This discussion has been locked.
You can no longer post new replies to this discussion. If you have a question you can start a new discussion

Site 2 Site VPN Most Instant Failover which AVOIDS Flapping?

So I've read a few posts describing different scenarios, and my scenario is quite similar to 1 (of many) answered by BAlfson :)

 

2 Sites, both currently use Uplink Balancing for 2x WAN connections at each site.

 

I've read about availability groups and making sure the order matches between sites, but wanted to make sure this was still the best way to set this up?

1) Is there any way to have redundant VPNs running for quickest failover, intelligently managed so the Sophos doesn't muck up the routes and return routes for traffic? (if I turned on 4 vpns ex: Site1WAN1--> Site2WAN1,Site1WAN2--> Site2WAN1,Site1WAN1--> Site2WAN2,Site1WAN2--> Site2WAN2 , and then setup 4x multipath rules on each Site in the same order, would that work, or even be beneficial over using availability groups?)

2) We currently use a VPN with EACH side being able to initiate (quicker turnups), everything I read says for failover to work, only 1 side can initiate, is this still accurate?

3) When I do implement redundant VPNs, what is to prevent the Sophos from panicking and wrongly directing traffic to/from the sites, *IF* 1 or both sites have a connection instability issue?

3a) Going the opposite of "instant" per my post, is there any sort of delay that the VPN turn up could be told to follow? (like the 5 min interval persistence on the uplink balancing itself?)

Thanks!



This thread was automatically locked due to age.
Parents
  • Hey Jared,

    I suspect that you're talking about the "classic" failover approach described in Auto-Failover IPsec VPN Connections.

    Although Sophos UTM multiple S2S IPsec VPN mit Failover – Tutorial (DE) is written in German, it is well documented with pictures of the configurations with WebAdmin in English.  This approach supplies virtually instant failover.

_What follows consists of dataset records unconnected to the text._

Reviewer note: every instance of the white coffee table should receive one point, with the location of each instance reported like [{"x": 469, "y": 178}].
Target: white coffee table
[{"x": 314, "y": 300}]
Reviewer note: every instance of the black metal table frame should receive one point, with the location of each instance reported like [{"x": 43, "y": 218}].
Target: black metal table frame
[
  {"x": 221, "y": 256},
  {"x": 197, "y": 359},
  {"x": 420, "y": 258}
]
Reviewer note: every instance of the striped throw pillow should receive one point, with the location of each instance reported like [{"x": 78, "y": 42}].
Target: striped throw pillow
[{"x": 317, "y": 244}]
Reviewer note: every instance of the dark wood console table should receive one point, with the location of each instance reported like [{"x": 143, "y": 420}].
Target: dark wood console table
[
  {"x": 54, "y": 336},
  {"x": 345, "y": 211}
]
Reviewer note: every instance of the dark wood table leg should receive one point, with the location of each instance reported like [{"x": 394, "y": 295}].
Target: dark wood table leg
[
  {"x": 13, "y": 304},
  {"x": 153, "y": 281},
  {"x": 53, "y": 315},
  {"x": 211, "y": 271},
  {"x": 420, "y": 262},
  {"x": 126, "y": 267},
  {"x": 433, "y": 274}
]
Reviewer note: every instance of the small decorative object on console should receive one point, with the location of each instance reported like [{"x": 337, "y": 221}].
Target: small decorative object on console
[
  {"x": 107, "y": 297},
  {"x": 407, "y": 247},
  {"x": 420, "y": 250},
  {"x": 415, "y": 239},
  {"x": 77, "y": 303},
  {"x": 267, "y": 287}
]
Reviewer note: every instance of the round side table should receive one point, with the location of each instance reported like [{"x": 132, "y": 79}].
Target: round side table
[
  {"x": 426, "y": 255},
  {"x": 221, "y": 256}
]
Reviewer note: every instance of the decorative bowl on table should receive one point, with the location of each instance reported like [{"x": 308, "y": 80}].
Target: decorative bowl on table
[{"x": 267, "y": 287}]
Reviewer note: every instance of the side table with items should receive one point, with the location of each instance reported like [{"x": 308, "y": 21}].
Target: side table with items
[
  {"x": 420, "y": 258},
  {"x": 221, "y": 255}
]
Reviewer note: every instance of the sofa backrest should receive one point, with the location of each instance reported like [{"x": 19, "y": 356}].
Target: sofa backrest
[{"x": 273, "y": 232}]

    I don't know what you consider "flapping," but the standard timeout is 15 minutes in Uplink Balancing and Uplink Monitoring.  You will want to read #3 in Rulz (last updated 2019-04-17) for the second exception to it.

    Cheers - Bob

     
    Sophos UTM Community Moderator
    Sophos Certified Architect - UTM
    Sophos Certified Engineer - XG
    Gold Solution Partner since 2005
    MediaSoft, Inc. USA
  • Looking over the article, and wanting to understand it fully (thanks google translate)

    1) Since no routes are defined, am i forced to use "automatic firewall rules" and unable then to use "strict routing" ?

    2) Looking at how he configured each WAN at each site to connect, it seems that if SiteAWAN1 dies, and also SiteBWAN4 dies...there is no SiteAWAN2 going to SiteBWAN3 so it has room for improvement maybe?

    3) The article talks about "to use the multipath rules" the WAN links must be part of uplink balancing...

                a) is the weight of 100 / 0 really necessary? I ask because i would like the primary VPN connection at one of the sites to be 10MBFIBER but i want the Internet to rely heavily on 50MBcomcast which seems like it can't be done if the primary VPN needs to have that much weight set on the balancing

                b) the article only apparently shows setting up these weights at Site1, but i assume they'd be needed at site2 also?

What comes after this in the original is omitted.